Natália Brescancini: artista premiada conta história de memória e afeto
A artista Natália Brescancini, conquistou o Prêmio Aquisitivo da Prefeitura no Salão de Arte Contemporânea de Piracicaba, um dos mais tradicionais do país. Sua obra “Elas (primeiro aniversário do seu primeiro filho)” competiu com 1.897 trabalhos de 20 estados brasileiros e se destacou pela potência poética e pela história que carrega.

A pintura em acrílica sobre tela faz parte da série “Antes de ser vó”, do projeto “Entre Apagamentos e Afetos”, contemplado pelo ProAC. Mais do que uma conquista individual, o prêmio representa o reconhecimento de uma pesquisa profunda sobre memória, ancestralidade feminina e afeto.
Resgate da memória familiar
A trajetória que levou Natália até essa obra premiada começou durante a pandemia. Separada da avó, que vivia com Alzheimer avançado, ela passou a fazer chamadas de vídeo na hora do café. Essa trajetória confirma sua posição como uma artista premiada e admirada na região de Santos.
“Ela já não me reconhecia, mas eu me tornei a moça que ia pro café”, conta a artista.
Essas videochamadas viraram prints e depois retratos. Posteriormente, Natália mergulhou no arquivo fotográfico da avó. Além disso, buscou documentos em cartórios e cemitérios, rastreando a linhagem feminina até Rio Claro. Tudo isso motivado por uma frase que ficou no ar: “do lado da mãe dela eles eram bugres”.
A descoberta de uma rede feminina
Ao revisitar o arquivo fotográfico, Natália se deparou com uma imagem guardada há 65 anos. A fotografia mostrava o primeiro aniversário do primeiro filho da avó, mas o que mais chamou atenção foi o registro: apenas mulheres na cena.
“Tinha uma bisavó sanfoneira, mulheres bebendo, rindo, cabelo curto. Comecei a pensar o que isso podia significar na década de 1950”, relembra.
Ela identificou Dorothy (sua avó), as irmãs Dirce e Diva, e sua mãe Elza e outras mulheres fundamentais na trajetória familiar. Este destaque também reforça sua trajetória como artista premiada em santos, resgatando a história dessas mulheres.
“Essas mulheres eram muito significativas, com narrativas bonitas e engraçadas que ela gostava de contar”, explica Natália.
As cores como afeto e conexão
O processo criativo envolveu escolhas cromáticas intencionais. A artista partiu da figura central — sua avó — e definiu as cores das demais mulheres estabelecendo relações visuais entre elas.
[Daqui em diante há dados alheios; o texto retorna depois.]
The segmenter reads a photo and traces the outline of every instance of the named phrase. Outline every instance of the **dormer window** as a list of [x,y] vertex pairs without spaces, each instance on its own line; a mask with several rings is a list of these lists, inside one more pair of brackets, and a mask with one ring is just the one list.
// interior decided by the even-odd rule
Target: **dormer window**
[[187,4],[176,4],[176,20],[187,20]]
“A paleta foi escolhida para criar um jogo entre as figuras e o fundo”, diz. A vibração das cores, que inicialmente a surpreendeu, revelou-se essencial. “Era esse ruído todo, essa vibração que também falava do momento da festa”, completa.
Jibóia Ateliê
Natália também é gestora do Jibóia Ateliê, localizado no coração do Centro Histórico de Santos. O espaço reflete sua pesquisa sobre representações do feminino e produção de mulheres artistas. Esta exploração não só destaca sua arte premiada, mas também enriquece a comunidade cultural de Santos.
“É um espaço que desejo que seja seguro e acolhedor para mulheres artistas”, afirma.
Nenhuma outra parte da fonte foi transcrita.